Effects of tanshinone IIA (Tan IIA) on blood urea nitrogen (BUN) levels in programs I and II. Three groups of mice (n = 6) were separately gavaged thrice-weekly with 0, 1 and 6 mg/kg Tan IIA and subjected to the forced swimming test (FST) for 8 weeks in program I and once-weekly with 0, 2 and 10 mg/kg Tan IIA and subjected to a FST for 4 weeks in program II. Serum was collected for BUN detection after the final test. Data of BUN levels in nM are presented as mean ± SD in each group. No significant difference was found in BUN levels when separately compared with the vehicle control group (p > 0.05).

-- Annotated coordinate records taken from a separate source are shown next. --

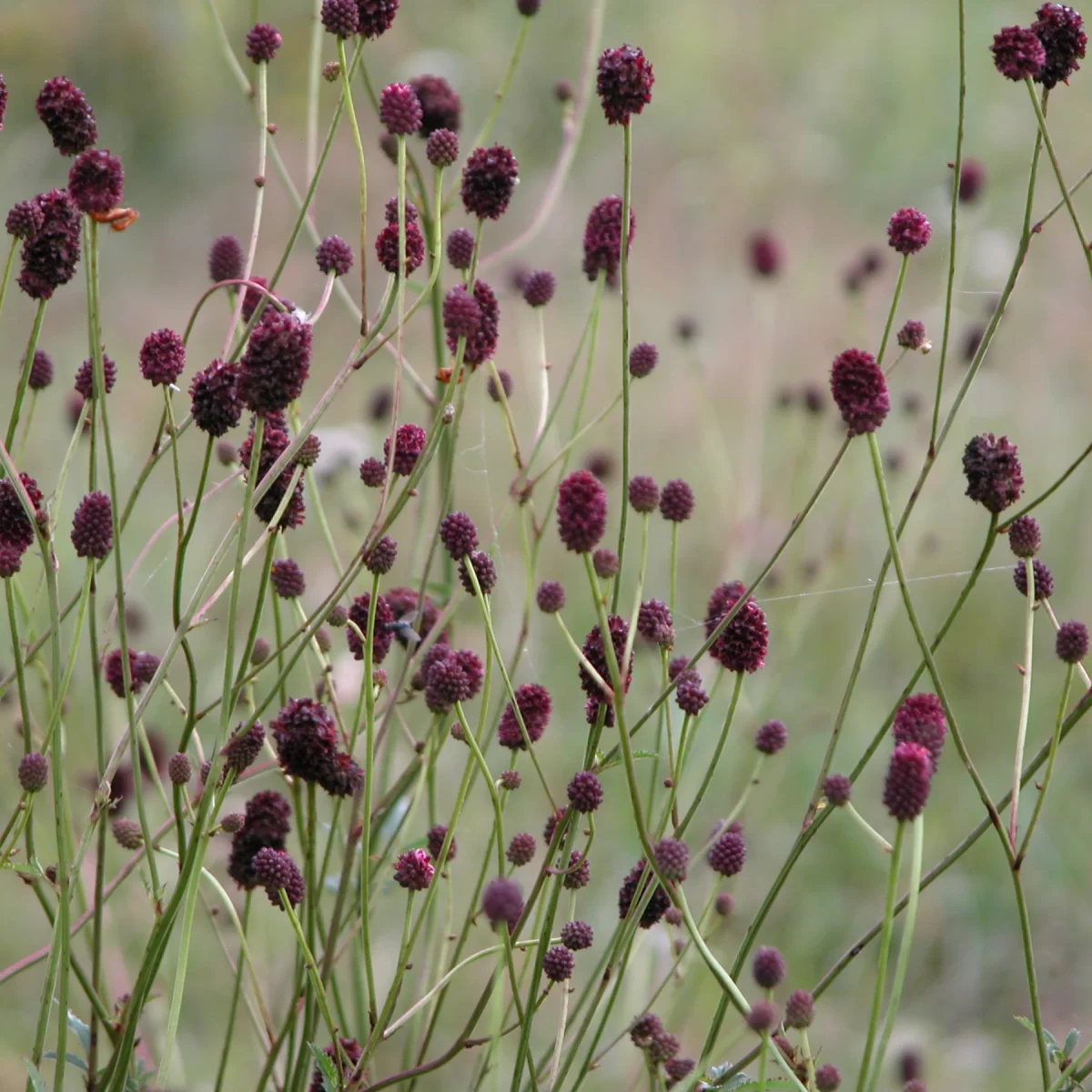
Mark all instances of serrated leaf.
[69,1009,91,1054]
[42,1050,88,1074]
[307,1043,338,1092]
[23,1058,46,1092]
[1061,1027,1081,1058]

Speculated mechanisms for the antifatigue effect of tan IIA

The less supportive results of these serum biochemical parameters, such as SOD, MDA and BUN, suggest the involvement of another corresponding antifatigue mechanism, e.g., muscle hypertrophy. Tan IIA has been reported to selectively induce oestrogen receptor β (ERβ)-related myotube hypertrophy in vitro through an anabolic effect (Zhao et al. 2015). ERβ is involved in skeletal muscle hypertrophy, which is beneficial for muscle building and exercise tolerance and is inducible by the phytoecdysteroid ecdysterone (Parr et al. 2014). Exercise endurance was not significantly extended before the end of week 8 (data not shown). Muscle hypertrophy may shape endurance exercise performance for extended periods of time. Therefore, it is worth studying whether muscle hypertrophy is a mechanism for the antifatigue activity of Tan IIA. Aerobic glycolysis is an effective means of converting glucose to pyruvate when oxygen supply is limited, especially during intense and short exercise. To prevent the acidosis caused by protons, pyruvate is transformed to lactate by lactate dehydrogenase. However, more oxygenated blood is presumably transported into muscle with the help of Tan IIA, which promotes the tendency for aerobic glycolysis from pyruvate, produces more ATP, and reduces the accumulation of lactate as we found in the present study (Figure 4). Moreover, efficient aerobic glycolysis prevents the accumulation of protons caused by anaerobic glycolysis and renders less fatigue, in turn, prolonging exercise duration which consumes more glucose, as the results indicate (Figure 3).

Conclusions

In the present study, we assessed the antifatigue activity of Tan IIA by measuring exhaustive swimming time and the serum levels of indicators related to physical fatigue. Our animal experimental results show that Tan IIA has an antifatigue function, as evidenced by extending the exhaustive swimming time as much as 5.0-fold. The antifatigue activity of Tan IIA appears to be closely associated with serum glucose depletion and lactate deprivation but poorly related to ROS scavenging activity, as well decreased BUN and MDA. Taken together, our results suggest that Tan IIA could be potentially used as a pharmacological agent to prevent fatigue.